Most experienced plantation managers sample about 6-12 months before planned replanting, which provides time for mitigation if testing reveals issues.

What to Do with Positive Results

Finding pathogens in soil samples doesn’t mean you can’t replant—it means you need to adjust your approach. Several management options exist, and the right choice depends on the specific pathogen, site characteristics, and economic constraints.

Extended fallow periods can reduce pathogen loads, particularly for organisms that depend on living root tissue. Letting a site sit for an additional year or two isn’t ideal economically, but it’s better than planting into a high-risk situation.

Species selection is often the most practical response. If soil testing indicates Phytophthora presence, switching from a highly susceptible species like E. nitens to more tolerant species like E. globulus can dramatically reduce disease risk. You’re adapting the planting plan to the soil reality rather than trying to change the soil.

Soil amendments—lime to adjust pH, improved drainage, organic matter addition—can modify conditions to be less favorable for certain pathogens. This is more common in high-value forestry like sandalwood or specialty hardwoods than in commercial eucalyptus or pine, but it’s an option.

Chemical soil treatment exists but is rarely economical or environmentally acceptable for forestry applications. It’s basically limited to nursery situations.

When Testing Isn’t Worth It

I don’t want to oversell this—there are plenty of situations where soil pathogen testing doesn’t make sense. Low-risk sites with good health history in the previous rotation, planting hardy species on well-drained soils, or small-scale operations where testing costs are disproportionate to the area being planted.

The key is making an informed decision rather than defaulting to “we’ve never tested before, so why start now?” Understanding your actual risk profile lets you allocate resources appropriately.

Integration with Broader Site Assessment

Soil pathogen testing works best as part of comprehensive pre-planting site assessment, not as an isolated test. You should be evaluating soil nutrients, physical properties, drainage, weed pressure, and pathogen risks together to inform replanting decisions.

Some operations are moving toward integrated site assessment protocols where soil samples collected for nutrient analysis are also screened for key pathogens, spreading the collection cost across multiple tests. It’s not perfect—sampling strategies for nutrients versus pathogens aren’t identical—but it’s a practical compromise.

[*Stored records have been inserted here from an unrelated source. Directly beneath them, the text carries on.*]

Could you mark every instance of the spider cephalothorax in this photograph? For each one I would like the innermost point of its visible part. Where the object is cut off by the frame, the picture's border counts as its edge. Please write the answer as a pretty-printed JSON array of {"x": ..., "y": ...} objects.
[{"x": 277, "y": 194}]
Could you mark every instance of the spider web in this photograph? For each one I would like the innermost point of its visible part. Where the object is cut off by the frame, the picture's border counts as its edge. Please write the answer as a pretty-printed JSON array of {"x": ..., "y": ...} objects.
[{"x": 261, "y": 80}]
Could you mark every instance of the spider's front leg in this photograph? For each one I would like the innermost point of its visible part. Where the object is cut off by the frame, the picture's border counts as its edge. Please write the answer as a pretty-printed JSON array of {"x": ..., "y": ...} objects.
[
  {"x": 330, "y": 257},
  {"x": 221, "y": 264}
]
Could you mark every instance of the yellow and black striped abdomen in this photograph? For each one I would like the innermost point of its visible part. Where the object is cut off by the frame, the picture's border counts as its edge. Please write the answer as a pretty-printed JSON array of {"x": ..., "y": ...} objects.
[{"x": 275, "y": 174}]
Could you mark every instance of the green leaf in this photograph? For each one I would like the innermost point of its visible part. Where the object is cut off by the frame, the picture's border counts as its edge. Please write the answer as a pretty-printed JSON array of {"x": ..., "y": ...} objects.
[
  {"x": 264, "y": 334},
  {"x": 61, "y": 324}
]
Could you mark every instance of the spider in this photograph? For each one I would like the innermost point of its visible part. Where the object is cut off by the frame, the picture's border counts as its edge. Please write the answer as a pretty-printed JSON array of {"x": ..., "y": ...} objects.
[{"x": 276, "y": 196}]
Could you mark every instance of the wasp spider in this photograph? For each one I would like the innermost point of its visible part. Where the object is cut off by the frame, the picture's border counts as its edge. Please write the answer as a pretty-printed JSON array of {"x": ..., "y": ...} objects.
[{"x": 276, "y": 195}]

The forestry industry has generally been slow to adopt intensive pre-planting assessments compared to agriculture, partly because rotation times are longer and partly because tree crops historically tolerated more environmental variation than annual crops. But as we push for higher productivity from limited plantation estate, those marginal gains from better site preparation become increasingly important.

Soil pathogen testing isn’t glamorous and it won’t solve all replanting challenges, but it’s a straightforward risk management tool that more operations should be using systematically rather than reactively after problems appear.